Puis dès le lendemain deux articles illustrent la montée en puissance du front anti-Woerth : La défense parfois légère d’Eric Woerth, En pleine réforme des retraites, l’image d’Eric Woerth est écornée. Écornée par qui ? Pourquoi ? Toute l’hypocrisie de la rédaction du Monde est dans ce dernier titre. La machine à salir commente et s’offusque de la merde qu’elle a créé.

Depuis, à chaque jour son lot d’articles, contribuant un peu plus à façonner “le scandale” dénoncé. Les communicants appellent cela la formation de l’opinion. Pour moi, ce n’est qu’une manipulation.

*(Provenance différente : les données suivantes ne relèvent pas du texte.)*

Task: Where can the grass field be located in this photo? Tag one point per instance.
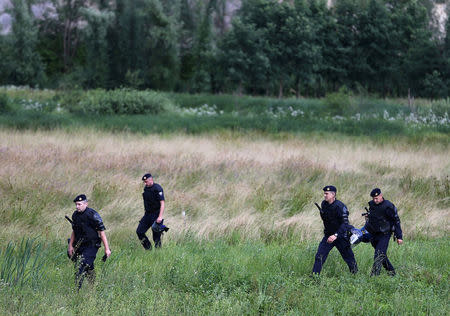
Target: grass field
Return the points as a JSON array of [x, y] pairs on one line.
[[247, 242]]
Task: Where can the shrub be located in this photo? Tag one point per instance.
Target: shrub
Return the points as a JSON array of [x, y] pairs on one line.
[[339, 103], [120, 101]]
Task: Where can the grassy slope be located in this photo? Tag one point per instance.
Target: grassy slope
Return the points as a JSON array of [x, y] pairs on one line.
[[250, 196], [238, 278]]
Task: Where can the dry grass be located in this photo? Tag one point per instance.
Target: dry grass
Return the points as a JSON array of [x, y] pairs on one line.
[[250, 185]]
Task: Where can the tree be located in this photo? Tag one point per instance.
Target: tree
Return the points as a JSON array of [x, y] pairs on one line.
[[22, 64], [94, 39]]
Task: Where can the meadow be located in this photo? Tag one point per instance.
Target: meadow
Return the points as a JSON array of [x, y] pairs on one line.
[[240, 207]]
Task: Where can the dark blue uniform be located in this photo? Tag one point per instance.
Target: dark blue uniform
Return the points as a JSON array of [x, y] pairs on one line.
[[152, 203], [382, 220], [335, 220], [86, 226]]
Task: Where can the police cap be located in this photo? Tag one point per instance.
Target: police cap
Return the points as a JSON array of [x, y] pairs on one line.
[[375, 192], [330, 188], [80, 198]]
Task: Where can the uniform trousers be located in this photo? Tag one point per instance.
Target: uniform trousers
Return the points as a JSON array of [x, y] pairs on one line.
[[343, 246], [144, 224], [381, 242]]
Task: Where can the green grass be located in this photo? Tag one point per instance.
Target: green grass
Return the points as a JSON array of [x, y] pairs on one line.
[[229, 277], [358, 115], [381, 131]]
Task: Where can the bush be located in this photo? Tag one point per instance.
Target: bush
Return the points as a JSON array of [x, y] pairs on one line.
[[339, 103], [5, 104], [120, 101]]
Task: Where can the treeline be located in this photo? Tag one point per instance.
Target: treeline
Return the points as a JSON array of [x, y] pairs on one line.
[[298, 47]]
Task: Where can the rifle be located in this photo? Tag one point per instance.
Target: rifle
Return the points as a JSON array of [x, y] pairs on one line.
[[366, 213]]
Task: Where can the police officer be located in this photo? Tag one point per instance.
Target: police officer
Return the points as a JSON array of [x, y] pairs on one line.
[[381, 221], [153, 196], [87, 234], [334, 215]]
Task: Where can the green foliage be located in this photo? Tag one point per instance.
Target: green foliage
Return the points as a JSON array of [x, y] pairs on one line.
[[5, 104], [339, 103], [246, 278], [21, 64], [120, 101], [21, 264]]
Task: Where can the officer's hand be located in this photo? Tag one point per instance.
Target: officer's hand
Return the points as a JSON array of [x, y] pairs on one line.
[[70, 251], [331, 239]]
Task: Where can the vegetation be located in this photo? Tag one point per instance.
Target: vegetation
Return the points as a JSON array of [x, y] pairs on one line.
[[243, 227], [275, 48], [339, 113], [241, 278]]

La pire et la plus minable qui soit. Le Monde ne détruit pas Eric Woerth par hostilité idéologique. Non,la rédaction de ce canard et des deux ou trois autres qui comptent ne croient plus en rien. Ils salissent un ministre et nos institutions par pur opportuniste et parce que ce genre de polémique moisie fait vendre du papier et amuse la galerie.

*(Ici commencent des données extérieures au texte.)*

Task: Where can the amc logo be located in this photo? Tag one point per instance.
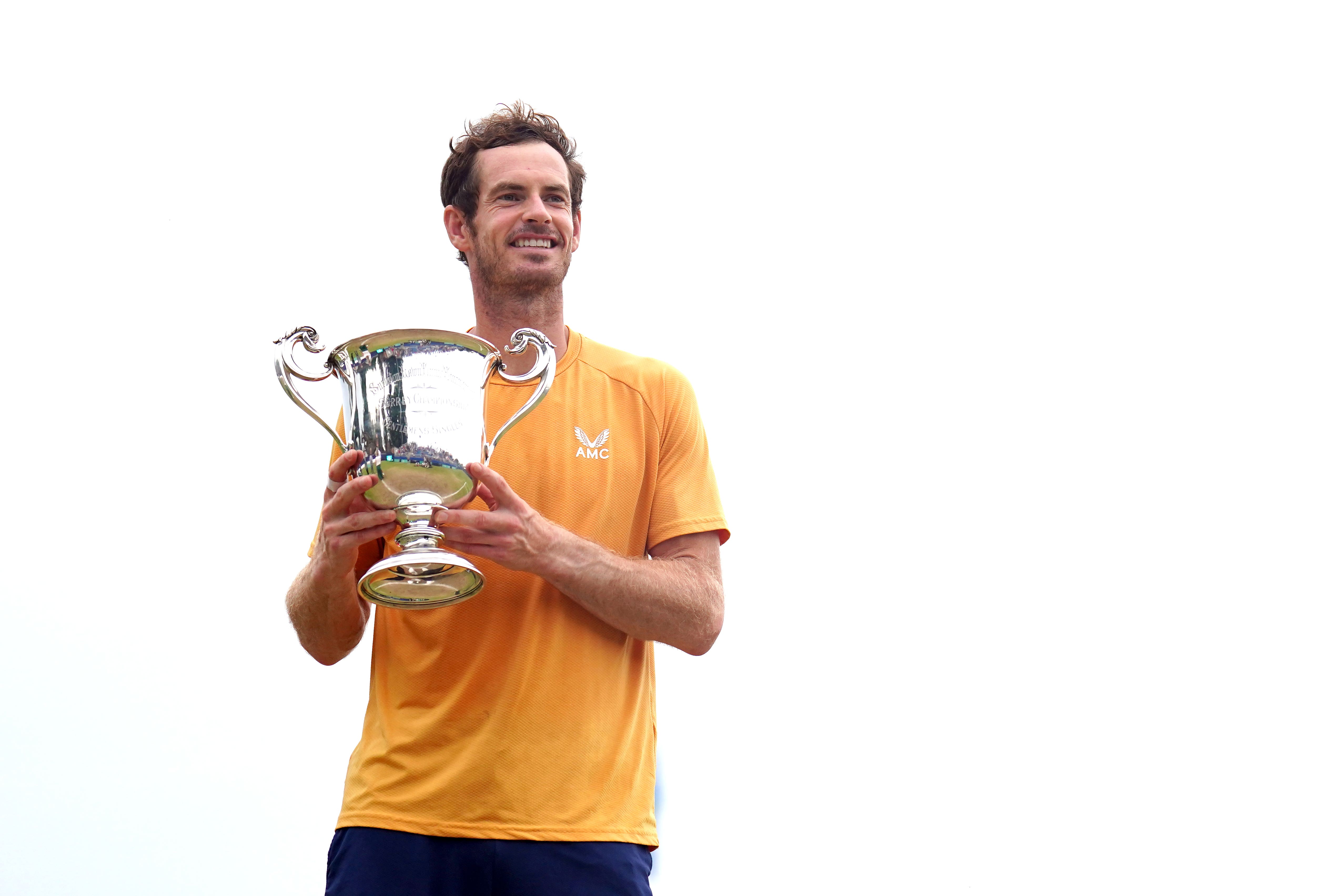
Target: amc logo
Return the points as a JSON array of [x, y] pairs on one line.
[[593, 448]]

La violence des charges monte en puissance au fil des jours. Le 27 juin, Affaire Bettencourt : Eric Woerth de plus en plus fragilisé. L’étau se resserre et on peut sentir de la jubilation dans cette titraille. Le lendemain, les journalistes du Monde précisent que Les affaires s’accumulent contre Eric Woerth avant de se demander si “Le soldat Woerth est-il encore sauvable ?”. Autant dire que ces mêmes journalistes l’ont déjà exécutés… euh pardon condamnés. A partir de là, pas étonnant que l’opinion suive le mouvement.

La réputation d’un homme passée à la moulinette, ils s’en contrefoutent. La réforme des retraites, vitale pour l’avenir de notre pays, qui s’y intéresse ? Le Monde s’adonne au trash journalisme de la presse à scandale anglaise, sauf qu’au lieu de s’en prendre aux têtes couronnées, aux stars du cinéma ou du ballon rond, leur terrain de chasse est politique. Prestige oblige.

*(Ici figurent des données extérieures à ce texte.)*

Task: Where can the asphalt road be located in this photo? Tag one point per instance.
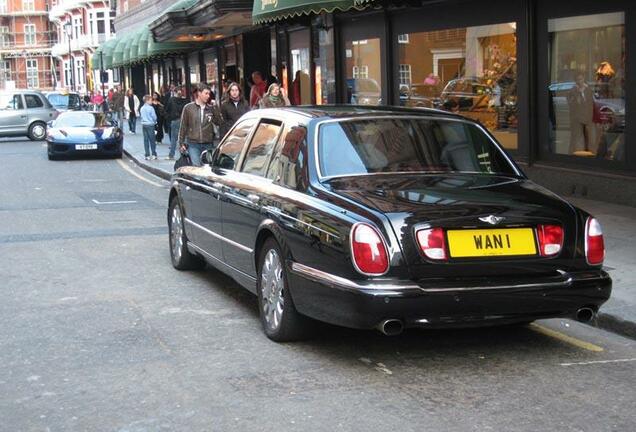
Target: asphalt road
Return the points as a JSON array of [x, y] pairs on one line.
[[99, 333]]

C’est pitoyable et dangereux. Je ne sais pas si c’est les médias qui sont à l’image de la société ou l’inverse, mais dans les deux cas c’est assez inquiétant pour l’avenir.

Pour rappel et en tentant une seconde d’oublier le bourdonnement médiatique aussi irritant que 50.000 vuvuzelas dans un stade sud-africain, “l’affaire” Woerth se résume à des écoutes pirates (et donc sans aucune valeur judiciaire) d’une vieille dame sénile. A cela s’ajoute le fait que la femme d’Eric Woerth était employée (elle a du démissionner suite à cette chasse à l’homme) dans une société de finance gérant l’argent de la famille Bettencourt. Tout le monde le savait (notamment les journalistes du Monde), mais tout le monde fait semblant de le découvrir aujourd’hui en s’offusquant du conflit d’intérêt.

Conflit d’intérêt. Un mot que ces mêmes journalistes oublient vite quand il s’agit de leurs relations avec des hommes politiques ou des hommes d’affaires qu’ils interviewent comme des inconnus avant de partager un diner quand ce n’est pas une chambre d’hôtel.